The primary treatment for mucoepidermoid carcinoma is radical local excision. To prevent recurrence, the tumor should be resected within normal tissue at least 1 cm beyond the tumor margin. For patients with high-grade mucoepidermoid carcinoma of the parotid gland undergoing initial surgery, regardless of the disease stage, total parotidectomy with preservation of the facial nerve is generally performed. Low-grade tumors have a higher likelihood of infiltrating the facial nerve; if the nerve is involved, total parotidectomy with sacrifice of the facial nerve should be performed. If the affected segment of the nerve is extensive, nerve grafting can be performed after resection. For mucoepidermoid carcinoma arising in the submandibular gland, submandibular triangle dissection is indicated. For tumors in the palate, partial maxillectomy is required. If the tumor has invaded surrounding tissues, extended resection should be performed.

The regional lymph node metastasis rate of mucoepidermoid carcinoma is relatively low. Except for low-grade tumors, where selective neck dissection may be considered, high-grade tumors generally do not require elective neck dissection. Perzik et al. emphasized that neck dissection should only be performed when lymph node metastasis is confirmed during the resection of the primary tumor.

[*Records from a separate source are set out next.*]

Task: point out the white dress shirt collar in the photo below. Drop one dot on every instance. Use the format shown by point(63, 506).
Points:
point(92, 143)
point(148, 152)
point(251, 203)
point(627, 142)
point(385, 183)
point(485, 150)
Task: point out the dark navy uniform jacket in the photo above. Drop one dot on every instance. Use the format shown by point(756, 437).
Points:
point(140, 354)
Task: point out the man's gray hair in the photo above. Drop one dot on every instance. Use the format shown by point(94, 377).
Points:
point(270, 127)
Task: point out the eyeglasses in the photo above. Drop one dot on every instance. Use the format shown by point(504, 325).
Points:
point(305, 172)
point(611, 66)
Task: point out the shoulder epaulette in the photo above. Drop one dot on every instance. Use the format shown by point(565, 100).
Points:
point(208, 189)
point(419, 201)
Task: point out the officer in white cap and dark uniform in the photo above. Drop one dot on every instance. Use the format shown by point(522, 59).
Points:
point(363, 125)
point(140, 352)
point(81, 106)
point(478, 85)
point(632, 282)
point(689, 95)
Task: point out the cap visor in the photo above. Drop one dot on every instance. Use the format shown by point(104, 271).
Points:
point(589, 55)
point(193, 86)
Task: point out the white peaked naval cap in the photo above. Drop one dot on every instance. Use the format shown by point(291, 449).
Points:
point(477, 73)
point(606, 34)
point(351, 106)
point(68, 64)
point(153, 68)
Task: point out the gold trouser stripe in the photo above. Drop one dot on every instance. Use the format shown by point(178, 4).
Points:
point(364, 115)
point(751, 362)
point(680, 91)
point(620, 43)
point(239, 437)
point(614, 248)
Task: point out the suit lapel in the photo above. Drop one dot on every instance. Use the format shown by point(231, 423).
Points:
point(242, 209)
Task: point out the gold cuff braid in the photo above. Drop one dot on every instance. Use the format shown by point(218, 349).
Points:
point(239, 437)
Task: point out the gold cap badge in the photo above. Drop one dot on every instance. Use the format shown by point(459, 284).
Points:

Mucoepidermoid carcinoma is not sensitive to radiotherapy, but postoperative radiotherapy may be used for low-grade tumors to potentially improve efficacy or reduce recurrence.

bubble_chart Prognosis

Mucoepidermoid carcinoma has a favorable prognosis. Bhaskar reported 144 cases with a recurrence rate of 12.5% and a 5-year survival rate of 88.5%. The degree of tumor cell differentiation is closely related to the prognosis. Kosenfeld reported that the 5-year and 10-year survival rates for the well-differentiated type were both 100%, while for the poorly differentiated type, they were 39% and 11%, respectively. Spiro et al. reported 367 cases, with 5-year, 10-year, and 15-year survival rates for the well-differentiated type being 92%, 90%, and 82%, respectively, while for the poorly differentiated type, they were 49%, 42%, and 33%, respectively. Tumors originating in the parotid gland and minor salivary glands have a better prognosis than those in the submandibular gland. Lin Guochu et al. reported 189 cases with a local recurrence rate of 13.57%, and 5-year, 10-year, and 15-year survival rates of 91.66%, 89.87%, and 66.61%, respectively.